The CDC is investigating five new cases of a rare strain of E. coli linked to Chipotle Mexican Grill, the U.S. Centers for Disease Control and Prevention said Monday.

Three of the ill individuals ate at a location in Oklahoma and two ate at a Kansas location. Their symptoms began between November 18 and November 26 and all the individuals had consumed food from Chipotle within a week of becoming ill.

These five cases have a different DNA fingerprint than the rare strain of E. coli identified in the outbreak linked to the same restaurant chain that has caused 53 cases or illness in nine states since October. The CDC reported the latest of these cases on Monday, an individual from Pennsylvania who became ill in early November. The strain is shiga toxin-producing E. coli O26, or STEC O26.

The CDC would not say how likely or unlikely it is that all the cases with both DNA fingerprints are linked but said it is performing tests to make that determination and hopes to know in a few weeks. There have been multistate outbreaks of foodborne illness involving multiple DNA fingerprints in the past, according to Dr. Ian Williams, chief of the CDC’s Outbreak Response & Prevention Branch. He added, “These recent cases occurred several weeks after the last cases in the larger outbreak and in a different geographic location. This may suggest they do not share a common source, but the investigation is ongoing.”

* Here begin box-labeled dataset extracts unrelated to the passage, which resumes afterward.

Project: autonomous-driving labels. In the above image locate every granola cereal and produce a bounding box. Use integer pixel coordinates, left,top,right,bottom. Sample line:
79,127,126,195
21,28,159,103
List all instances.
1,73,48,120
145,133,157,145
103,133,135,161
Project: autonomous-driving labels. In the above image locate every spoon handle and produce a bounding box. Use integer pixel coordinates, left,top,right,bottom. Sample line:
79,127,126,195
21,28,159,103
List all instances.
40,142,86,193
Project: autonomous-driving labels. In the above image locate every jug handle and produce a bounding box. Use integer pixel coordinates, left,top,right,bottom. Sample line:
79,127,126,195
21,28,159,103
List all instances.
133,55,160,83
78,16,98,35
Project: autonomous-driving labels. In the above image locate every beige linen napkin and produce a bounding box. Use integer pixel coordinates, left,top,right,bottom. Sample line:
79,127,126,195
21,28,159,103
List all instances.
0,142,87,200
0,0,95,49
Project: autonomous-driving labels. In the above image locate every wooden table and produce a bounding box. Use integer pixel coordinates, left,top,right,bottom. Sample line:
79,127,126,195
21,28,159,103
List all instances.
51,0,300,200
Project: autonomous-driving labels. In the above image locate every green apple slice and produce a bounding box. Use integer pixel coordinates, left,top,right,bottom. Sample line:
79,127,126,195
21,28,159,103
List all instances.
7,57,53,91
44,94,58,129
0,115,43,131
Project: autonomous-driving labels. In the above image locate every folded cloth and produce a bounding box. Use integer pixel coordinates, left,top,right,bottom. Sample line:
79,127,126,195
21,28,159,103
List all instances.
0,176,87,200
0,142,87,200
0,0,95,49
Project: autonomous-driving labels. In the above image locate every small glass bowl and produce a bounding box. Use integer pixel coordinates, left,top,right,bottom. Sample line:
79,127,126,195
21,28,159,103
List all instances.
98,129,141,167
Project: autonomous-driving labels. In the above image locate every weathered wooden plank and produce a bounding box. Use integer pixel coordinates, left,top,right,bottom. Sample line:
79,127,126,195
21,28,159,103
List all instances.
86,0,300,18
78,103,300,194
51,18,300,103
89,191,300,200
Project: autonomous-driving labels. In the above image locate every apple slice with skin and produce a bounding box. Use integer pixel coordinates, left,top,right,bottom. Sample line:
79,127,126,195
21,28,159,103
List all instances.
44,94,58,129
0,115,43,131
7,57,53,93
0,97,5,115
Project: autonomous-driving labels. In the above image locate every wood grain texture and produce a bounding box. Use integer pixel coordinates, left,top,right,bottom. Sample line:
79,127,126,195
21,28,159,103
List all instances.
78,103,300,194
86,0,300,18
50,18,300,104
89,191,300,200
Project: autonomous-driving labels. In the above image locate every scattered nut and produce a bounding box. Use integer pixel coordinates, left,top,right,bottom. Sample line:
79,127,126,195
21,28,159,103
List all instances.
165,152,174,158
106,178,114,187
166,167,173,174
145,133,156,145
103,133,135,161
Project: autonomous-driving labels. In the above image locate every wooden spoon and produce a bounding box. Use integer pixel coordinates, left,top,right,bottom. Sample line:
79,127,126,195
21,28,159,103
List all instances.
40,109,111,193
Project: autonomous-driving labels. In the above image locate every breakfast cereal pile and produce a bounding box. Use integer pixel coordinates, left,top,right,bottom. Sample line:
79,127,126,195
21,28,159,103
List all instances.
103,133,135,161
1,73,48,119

Chipotle is working with the CDC, FDA, and state health officials to investigate. No single food item has been identified as a source of illness.

“We have indicated before that we expected that we may see additional cases stemming from this, and CDC is now reporting some additional cases. Since this issue began, we have completed a comprehensive reassessment of our food safety programs with an eye to finding best practices for each of the ingredients we use. We are now in the process of implementing those programs…,” Chris Arnold, Chipotle communications director, said in an email to CNN, emphasizing that the CDC does not know whether the new cases are linked.

The restaurant chain is also increasing food safety training of its employees and making improvements to its ingredient testing. The goal, Arnold said, is “near zero” food safety risk to consumers. To help in the endeavor, the company is working with outside food safety experts, including Mansour Samadpour, CEO of IEH Laboratories and Consulting Group. “This program eliminates or mitigates risk to a level near zero and will establish Chipotle as the industry leader in this area,” Samadpour said in a press release earlier this month.

The more well known strain of E. coli is O157, which is more likely to cause severe cases of illness.

Symptoms, which include diarrhea and abdominal pain, usually begin two to eight days after a person has been exposed to the bacteria and resolve within a week. Some cases are severe and patients can develop hemolytic uremic syndrome, or HUS, which is a type of kidney failure. There have been no cases of HUS or deaths from this outbreak, although 20 of those who have become ill have been hospitalized.

Chipotle has had a rough time with outbreaks in recent months. Earlier this month, health officials in Boston shuttered a location after an outbreak of norovirus caused at least 140 cases of gastrointestinal illness. In September, health officials in Minnesota identified tomatoes as the cause of an outbreak of Salmonella linked to the chain.